Sorry, not sure how to ! post so it opens in your instance.
TL;DR
Any result is going to be biased. If it generated a crab wearing liederhosen, it's obviously a bias towards crabs. You can't not have a biased output because the prompting is controlling the bias. There's no cause for concern here. The model is outputting by default the general trend of the data it was trained with. If it was trained with crabs, it would be generating crab-like images.
I recall a somewhat similar incident when I was showing an in-law of mine how Stable Diffusion worked a while back. She's of Indian descent, and she asked Stable Diffusion to generate a picture of an Indian woman. All of the women it generated had Bindis and other "traditional" Indian cultural garb on, and she was initially kind of annoyed by that. But I explained that that's because most of the photos of women in the training set that were explicitly tagged as Indian were dressed that way, whereas the rest of the Indian women in the training set probably weren't explicitly tagged. They were just women.

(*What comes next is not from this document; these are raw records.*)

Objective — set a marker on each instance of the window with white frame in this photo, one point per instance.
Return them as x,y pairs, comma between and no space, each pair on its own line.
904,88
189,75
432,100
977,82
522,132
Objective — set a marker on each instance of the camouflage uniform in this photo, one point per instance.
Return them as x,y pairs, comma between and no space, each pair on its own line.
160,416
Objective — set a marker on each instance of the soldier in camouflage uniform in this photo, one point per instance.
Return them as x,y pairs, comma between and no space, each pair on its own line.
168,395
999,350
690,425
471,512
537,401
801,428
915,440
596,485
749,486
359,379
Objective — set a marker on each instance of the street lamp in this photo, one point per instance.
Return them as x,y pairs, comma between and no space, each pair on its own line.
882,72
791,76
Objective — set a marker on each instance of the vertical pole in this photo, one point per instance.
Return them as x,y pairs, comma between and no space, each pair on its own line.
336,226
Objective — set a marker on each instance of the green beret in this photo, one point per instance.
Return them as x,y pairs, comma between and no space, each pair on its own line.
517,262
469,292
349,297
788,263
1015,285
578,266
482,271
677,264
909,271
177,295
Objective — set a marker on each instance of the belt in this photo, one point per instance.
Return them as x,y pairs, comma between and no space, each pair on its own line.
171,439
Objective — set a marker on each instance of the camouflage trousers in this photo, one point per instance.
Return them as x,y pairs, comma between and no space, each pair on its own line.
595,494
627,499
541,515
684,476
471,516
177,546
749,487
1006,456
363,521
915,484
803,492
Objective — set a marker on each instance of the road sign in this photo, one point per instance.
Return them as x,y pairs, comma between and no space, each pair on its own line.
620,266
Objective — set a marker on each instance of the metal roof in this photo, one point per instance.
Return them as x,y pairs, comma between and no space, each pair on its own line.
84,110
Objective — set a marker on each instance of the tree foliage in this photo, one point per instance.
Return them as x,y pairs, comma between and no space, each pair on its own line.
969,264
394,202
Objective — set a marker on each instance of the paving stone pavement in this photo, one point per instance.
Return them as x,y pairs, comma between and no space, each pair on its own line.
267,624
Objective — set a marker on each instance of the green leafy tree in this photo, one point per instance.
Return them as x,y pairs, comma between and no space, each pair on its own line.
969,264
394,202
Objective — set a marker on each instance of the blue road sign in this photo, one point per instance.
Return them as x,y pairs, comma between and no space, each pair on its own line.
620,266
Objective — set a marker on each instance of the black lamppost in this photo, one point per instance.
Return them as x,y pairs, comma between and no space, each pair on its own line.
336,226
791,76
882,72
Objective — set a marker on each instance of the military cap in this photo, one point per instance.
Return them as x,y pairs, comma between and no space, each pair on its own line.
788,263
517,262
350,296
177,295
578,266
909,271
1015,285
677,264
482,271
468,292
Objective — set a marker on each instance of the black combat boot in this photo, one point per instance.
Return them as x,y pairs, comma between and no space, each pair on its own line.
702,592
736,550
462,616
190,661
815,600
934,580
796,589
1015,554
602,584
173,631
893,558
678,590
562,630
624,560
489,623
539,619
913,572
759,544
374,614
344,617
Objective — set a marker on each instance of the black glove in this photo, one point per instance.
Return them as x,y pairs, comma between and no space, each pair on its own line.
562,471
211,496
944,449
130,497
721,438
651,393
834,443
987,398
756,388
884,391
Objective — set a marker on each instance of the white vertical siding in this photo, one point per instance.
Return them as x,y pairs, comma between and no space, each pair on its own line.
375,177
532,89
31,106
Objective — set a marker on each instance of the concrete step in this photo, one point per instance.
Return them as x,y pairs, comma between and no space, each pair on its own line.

It was kind of interesting trying to figure out which option was more biased. Realizing that there was an understandable reason behind that helped ease her annoyance.
Yes, but they trained on easily accessible data in large amounts. Which actually says that stock photo websites are the biased ones there.
No model can be trained on an equal amount of diverse data for everyone, and it's not supposed to anyway. I bet it was hardly if at all trained on Mongolian goat herders, but you could hardly say it's biased against them, just that there wasn't an easily accessible large amount of pictures of them.